On 9/29/21 7:15 AM, Ming Lei wrote:
The current blk_mq_quiesce_queue() and blk_mq_unquiesce_queue() always
stops and starts the queue unconditionally. And there can be concurrent
quiesce/unquiesce coming from different unrelated code paths, so
unquiesce may come unexpectedly and start queue too early.

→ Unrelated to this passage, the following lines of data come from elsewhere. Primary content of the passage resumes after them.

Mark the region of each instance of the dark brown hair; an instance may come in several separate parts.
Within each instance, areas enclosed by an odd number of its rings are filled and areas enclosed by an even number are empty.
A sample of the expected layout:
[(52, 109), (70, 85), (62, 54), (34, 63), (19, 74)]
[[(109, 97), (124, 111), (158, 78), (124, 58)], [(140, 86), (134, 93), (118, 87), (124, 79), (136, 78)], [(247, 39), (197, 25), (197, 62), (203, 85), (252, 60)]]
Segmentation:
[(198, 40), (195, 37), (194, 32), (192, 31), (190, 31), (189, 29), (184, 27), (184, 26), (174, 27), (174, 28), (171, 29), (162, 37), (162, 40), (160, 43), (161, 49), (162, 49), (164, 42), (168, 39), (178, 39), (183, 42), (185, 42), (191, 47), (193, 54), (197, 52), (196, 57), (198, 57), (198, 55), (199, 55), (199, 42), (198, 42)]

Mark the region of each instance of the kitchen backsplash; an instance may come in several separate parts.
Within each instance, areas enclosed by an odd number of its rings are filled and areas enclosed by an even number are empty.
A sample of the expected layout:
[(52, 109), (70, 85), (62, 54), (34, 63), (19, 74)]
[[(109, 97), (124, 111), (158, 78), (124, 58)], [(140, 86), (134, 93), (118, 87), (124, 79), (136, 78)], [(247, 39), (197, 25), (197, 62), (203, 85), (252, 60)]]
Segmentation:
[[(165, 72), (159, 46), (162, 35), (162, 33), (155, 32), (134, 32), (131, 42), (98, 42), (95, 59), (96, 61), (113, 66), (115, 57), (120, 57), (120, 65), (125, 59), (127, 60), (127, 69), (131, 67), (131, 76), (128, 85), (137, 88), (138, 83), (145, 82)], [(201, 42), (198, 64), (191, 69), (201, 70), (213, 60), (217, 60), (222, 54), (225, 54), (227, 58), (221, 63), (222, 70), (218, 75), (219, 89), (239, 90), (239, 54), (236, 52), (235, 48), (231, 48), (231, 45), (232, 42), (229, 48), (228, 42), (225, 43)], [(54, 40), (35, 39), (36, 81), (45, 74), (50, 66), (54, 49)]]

Prepare for supporting nested / concurrent quiesce/unquiesce, so that we
can address the above issue.
NVMe has very complicated quiesce/unquiesce use pattern, add one mutex
and queue stopped state in nvme_ctrl, so that we can make sure that
quiece/unquiesce is called in pair.
Signed-off-by: Ming Lei <ming.lei@xxxxxxxxxx>
---
drivers/nvme/host/core.c | 51 ++++++++++++++++++++++++++++++++++++----
drivers/nvme/host/nvme.h | 4 ++++
2 files changed, 50 insertions(+), 5 deletions(-)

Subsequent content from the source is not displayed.